The question, then, is reduced to whether the respondent, in failing to employ the rabbit test earlier than he did and relying on the digital examination, thereby neglected to collect data essential to a proper *259 conclusion. Had the fact been disclosed that the patient was not pregnant, the cyst could have been removed, and she would have been saved a long period of inconvenience and severe pain, resulting in a nervous condition.
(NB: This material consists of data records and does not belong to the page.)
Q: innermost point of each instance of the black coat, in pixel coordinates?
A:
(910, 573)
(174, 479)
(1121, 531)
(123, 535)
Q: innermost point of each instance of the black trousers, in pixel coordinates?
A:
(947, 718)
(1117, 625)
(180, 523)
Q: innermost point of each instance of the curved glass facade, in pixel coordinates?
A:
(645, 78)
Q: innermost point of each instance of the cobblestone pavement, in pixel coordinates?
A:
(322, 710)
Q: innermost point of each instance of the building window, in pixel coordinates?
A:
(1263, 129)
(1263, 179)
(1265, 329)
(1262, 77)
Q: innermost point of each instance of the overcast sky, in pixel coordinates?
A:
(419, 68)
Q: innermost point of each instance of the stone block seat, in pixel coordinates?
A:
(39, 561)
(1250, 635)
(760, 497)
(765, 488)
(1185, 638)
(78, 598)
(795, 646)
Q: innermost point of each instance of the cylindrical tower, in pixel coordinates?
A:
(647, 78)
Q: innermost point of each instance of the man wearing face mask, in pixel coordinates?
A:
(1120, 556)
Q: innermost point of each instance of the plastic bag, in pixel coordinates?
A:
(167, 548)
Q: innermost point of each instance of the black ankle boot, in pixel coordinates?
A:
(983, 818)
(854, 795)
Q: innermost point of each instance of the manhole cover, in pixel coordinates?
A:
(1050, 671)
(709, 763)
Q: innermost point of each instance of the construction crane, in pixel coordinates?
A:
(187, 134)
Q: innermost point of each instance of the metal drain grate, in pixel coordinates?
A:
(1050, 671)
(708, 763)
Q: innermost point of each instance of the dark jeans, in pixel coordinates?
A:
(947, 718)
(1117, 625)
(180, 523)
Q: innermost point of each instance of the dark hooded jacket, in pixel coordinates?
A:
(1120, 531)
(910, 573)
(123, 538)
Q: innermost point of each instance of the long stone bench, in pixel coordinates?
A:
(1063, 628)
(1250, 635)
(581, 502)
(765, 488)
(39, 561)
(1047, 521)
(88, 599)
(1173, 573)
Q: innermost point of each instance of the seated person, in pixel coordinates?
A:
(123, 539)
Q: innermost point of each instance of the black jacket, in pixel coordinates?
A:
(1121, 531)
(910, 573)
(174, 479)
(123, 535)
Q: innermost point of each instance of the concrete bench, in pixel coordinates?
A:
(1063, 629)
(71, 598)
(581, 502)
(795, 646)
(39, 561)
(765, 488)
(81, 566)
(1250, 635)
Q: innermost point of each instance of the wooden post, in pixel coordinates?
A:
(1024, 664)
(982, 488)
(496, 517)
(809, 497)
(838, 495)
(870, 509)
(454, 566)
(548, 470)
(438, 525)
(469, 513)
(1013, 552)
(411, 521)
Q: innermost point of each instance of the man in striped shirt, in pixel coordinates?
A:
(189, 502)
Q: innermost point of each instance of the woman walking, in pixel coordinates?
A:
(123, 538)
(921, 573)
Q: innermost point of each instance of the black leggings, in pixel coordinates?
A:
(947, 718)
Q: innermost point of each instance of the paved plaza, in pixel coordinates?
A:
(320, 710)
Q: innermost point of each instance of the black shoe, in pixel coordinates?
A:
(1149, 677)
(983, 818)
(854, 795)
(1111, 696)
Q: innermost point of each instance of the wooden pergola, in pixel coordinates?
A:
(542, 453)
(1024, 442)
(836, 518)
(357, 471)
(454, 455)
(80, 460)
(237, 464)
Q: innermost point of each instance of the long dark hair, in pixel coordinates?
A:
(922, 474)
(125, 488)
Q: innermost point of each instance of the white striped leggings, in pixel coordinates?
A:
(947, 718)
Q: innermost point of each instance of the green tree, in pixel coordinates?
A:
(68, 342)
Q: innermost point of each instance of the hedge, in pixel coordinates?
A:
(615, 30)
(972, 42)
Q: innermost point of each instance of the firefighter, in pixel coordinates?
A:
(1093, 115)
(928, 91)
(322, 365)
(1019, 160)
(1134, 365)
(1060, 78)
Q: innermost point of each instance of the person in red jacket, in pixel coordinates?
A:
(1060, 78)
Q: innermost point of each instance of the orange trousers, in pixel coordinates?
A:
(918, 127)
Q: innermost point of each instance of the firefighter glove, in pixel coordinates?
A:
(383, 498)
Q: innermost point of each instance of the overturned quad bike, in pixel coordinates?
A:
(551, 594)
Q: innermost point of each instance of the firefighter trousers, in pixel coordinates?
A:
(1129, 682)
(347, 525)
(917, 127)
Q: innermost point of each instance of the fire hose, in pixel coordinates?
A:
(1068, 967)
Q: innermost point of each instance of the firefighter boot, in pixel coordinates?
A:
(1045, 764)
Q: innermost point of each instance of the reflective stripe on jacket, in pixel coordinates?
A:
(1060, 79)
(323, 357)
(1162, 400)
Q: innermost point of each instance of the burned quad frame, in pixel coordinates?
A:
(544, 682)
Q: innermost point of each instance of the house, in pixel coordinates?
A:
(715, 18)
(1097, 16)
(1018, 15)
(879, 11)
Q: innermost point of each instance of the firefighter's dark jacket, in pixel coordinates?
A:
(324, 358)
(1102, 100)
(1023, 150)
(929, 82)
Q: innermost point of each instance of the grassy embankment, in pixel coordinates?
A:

Upon the question of whether the respondent was negligent in not applying the test earlier, the extent to which that test was applied in the city of Tacoma in similar cases had a material bearing. It has been repeatedly held that the failure on the part of physicians to take X-ray pictures, or have them taken, as an aid to a correct diagnosis, when X-ray machines are available and are commonly used by physicians in similar cases, may be actionable negligence. Hoover v. McCormick, 197 Ky. 509,247 S.W. 718; James v. Grigsby, 114 Kan. 627, 220 P. 267;Whitson v. Hillis, 55 N.D. 797, 215 N.W. 480; McBride v.Saylin, 6 Cal. 2d 134, 56 P.2d 941.

It is true that this court, in Wells v. Ferry-Baker LumberCo., 57 Wash. 658, 107 P. 869, 29 L.R.A. (N.S.) 426, held that the failure of a surgeon to make use of an X-ray machine to determine whether a patient's wrist was fractured was not negligence, under the particular facts in that case. It must be remembered, however, that, when that case was decided, almost thirty years ago, X-ray machines were not used as extensively as they are at the present time.

Applying the rule with reference to making use of the X-ray, it follows that the extent to which the rabbit test was applied in the city of Tacoma, was a material subject of inquiry, as bearing upon whether the respondent was guilty of negligence in failing to make use of it at an earlier date. The testimony offered and rejected was material and competent, and its rejection was prejudicial error.

The judgment will be reversed, and the cause remanded *260 with direction to the superior court to grant a new trial.

STEINERT, C.J., HOLCOMB, BLAKE, and ROBINSON, JJ., concur.